The Pattern-Recognition Goblin Sees ritual
The goblins remember when ritual hadn't happened yet, when it was happening, and when it had been happening for so long that it stopped being interesting. They were correct in all three eras.
Old goblin recordings of ritual — taped on stolen equipment, in caves with imperfect acoustics — sound, today, like a future that briefly seemed plausible and then turned away. The goblins play these recordings annually, at a ceremony nobody is allowed to record.
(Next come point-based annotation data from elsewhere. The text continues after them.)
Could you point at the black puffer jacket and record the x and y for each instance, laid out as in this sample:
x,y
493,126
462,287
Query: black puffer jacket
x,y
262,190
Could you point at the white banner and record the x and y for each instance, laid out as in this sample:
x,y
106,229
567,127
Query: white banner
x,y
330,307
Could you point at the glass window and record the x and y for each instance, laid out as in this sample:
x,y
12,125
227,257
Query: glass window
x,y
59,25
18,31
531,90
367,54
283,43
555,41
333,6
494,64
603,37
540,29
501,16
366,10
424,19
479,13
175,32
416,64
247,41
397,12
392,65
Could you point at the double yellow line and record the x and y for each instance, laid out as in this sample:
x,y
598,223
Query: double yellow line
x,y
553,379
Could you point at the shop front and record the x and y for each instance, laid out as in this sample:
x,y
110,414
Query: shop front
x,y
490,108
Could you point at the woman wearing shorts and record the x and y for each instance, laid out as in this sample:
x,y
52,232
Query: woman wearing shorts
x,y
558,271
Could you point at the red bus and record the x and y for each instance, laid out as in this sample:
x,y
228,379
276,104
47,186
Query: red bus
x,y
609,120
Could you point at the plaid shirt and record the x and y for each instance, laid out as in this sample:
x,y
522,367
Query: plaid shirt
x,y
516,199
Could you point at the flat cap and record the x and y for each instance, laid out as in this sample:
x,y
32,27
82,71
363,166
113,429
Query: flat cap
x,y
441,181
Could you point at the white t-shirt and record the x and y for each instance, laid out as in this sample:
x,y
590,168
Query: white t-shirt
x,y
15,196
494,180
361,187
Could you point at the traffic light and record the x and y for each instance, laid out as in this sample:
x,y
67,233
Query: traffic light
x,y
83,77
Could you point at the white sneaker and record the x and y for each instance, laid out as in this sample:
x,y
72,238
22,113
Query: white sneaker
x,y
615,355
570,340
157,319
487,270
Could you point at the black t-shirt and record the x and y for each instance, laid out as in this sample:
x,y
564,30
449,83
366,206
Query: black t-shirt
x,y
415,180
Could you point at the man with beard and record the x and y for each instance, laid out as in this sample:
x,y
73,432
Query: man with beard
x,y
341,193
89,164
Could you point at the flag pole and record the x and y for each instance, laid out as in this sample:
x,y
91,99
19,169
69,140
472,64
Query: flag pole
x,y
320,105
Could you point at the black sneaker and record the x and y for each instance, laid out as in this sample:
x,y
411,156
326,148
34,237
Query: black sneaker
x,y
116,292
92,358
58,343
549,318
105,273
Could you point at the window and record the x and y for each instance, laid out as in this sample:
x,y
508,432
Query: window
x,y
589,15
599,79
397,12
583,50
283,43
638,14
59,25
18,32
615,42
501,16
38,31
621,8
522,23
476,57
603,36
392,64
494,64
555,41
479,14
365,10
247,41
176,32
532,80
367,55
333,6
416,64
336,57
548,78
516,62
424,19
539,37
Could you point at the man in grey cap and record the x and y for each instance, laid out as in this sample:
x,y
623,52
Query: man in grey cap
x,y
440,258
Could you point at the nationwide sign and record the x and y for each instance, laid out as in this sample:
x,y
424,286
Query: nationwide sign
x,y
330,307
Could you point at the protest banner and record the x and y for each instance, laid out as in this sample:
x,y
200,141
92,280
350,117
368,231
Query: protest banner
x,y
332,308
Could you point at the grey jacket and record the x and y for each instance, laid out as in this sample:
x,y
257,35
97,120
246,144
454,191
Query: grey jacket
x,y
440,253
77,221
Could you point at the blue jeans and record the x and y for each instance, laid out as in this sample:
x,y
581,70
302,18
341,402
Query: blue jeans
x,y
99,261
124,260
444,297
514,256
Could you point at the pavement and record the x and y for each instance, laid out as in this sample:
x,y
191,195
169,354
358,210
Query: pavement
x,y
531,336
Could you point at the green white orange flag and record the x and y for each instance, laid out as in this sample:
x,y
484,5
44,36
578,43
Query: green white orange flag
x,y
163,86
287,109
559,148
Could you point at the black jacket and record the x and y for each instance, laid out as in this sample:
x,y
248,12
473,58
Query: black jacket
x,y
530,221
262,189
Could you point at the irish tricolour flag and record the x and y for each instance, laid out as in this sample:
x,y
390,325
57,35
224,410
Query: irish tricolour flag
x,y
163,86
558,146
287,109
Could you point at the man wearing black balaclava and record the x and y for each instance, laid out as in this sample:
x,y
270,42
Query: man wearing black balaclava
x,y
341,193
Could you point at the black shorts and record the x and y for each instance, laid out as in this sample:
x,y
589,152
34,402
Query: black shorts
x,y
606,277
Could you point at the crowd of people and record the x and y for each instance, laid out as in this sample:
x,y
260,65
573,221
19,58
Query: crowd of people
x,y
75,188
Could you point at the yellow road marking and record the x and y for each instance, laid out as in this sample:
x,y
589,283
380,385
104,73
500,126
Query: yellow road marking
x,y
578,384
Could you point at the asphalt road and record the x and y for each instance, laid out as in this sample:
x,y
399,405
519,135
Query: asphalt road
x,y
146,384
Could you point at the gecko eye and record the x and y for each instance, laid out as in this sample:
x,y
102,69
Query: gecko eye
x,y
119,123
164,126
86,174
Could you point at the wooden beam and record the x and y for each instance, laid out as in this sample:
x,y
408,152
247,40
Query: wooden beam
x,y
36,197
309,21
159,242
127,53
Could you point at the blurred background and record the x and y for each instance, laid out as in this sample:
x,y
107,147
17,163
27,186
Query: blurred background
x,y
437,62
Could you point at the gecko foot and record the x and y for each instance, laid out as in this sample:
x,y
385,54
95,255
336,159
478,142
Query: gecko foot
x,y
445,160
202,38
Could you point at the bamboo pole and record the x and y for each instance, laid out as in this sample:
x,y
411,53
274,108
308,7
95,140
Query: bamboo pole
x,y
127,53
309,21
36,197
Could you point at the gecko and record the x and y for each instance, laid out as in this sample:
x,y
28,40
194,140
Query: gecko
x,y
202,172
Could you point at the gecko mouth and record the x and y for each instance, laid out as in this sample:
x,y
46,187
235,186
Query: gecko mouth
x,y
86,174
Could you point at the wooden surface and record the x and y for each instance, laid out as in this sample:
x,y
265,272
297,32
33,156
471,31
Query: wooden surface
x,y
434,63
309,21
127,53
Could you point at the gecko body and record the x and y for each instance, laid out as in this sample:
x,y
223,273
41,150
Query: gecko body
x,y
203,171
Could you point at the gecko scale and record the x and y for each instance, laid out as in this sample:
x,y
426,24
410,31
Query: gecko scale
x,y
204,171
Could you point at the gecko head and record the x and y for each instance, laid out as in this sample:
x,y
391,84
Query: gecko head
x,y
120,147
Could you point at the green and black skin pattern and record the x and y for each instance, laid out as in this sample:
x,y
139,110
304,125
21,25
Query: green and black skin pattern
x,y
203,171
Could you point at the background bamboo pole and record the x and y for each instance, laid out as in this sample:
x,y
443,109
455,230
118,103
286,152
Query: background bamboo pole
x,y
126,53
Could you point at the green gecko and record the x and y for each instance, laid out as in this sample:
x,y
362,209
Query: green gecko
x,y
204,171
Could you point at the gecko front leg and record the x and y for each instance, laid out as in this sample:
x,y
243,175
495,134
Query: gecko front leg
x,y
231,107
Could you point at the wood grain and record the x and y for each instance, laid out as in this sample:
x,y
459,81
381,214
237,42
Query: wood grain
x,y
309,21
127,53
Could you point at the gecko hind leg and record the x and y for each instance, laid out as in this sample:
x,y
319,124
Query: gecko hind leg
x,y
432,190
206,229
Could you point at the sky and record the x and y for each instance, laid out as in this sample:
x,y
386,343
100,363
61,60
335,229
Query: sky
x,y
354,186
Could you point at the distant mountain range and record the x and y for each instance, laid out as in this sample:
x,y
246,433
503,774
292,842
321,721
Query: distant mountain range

Cross-Referenced Goblin Material on hallucination
hallucination appears in goblin lore under many names, but the essence is always the same: a phenomenon that exists at the threshold of perception. Goblins have built entire rituals around observing hallucination in its natural environment—which is to say, slightly out of view.
Goblin Tangent: conspiracy
Goblin survey data on conspiracy reveals an unexpected demographic split: goblins under one hundred describe conspiracy primarily in terms of feeling. Goblins over one hundred describe it primarily in terms of weather. The survey designers have, so far, declined to investigate further.
The Goblin Verdict on ritual
The Goblin Royal Society's medal for outstanding contribution to ritual studies was awarded this year to a goblin who has not, technically, written anything about ritual but who, the committee felt, 'understood it best.' The medal is real. The acceptance speech was very short.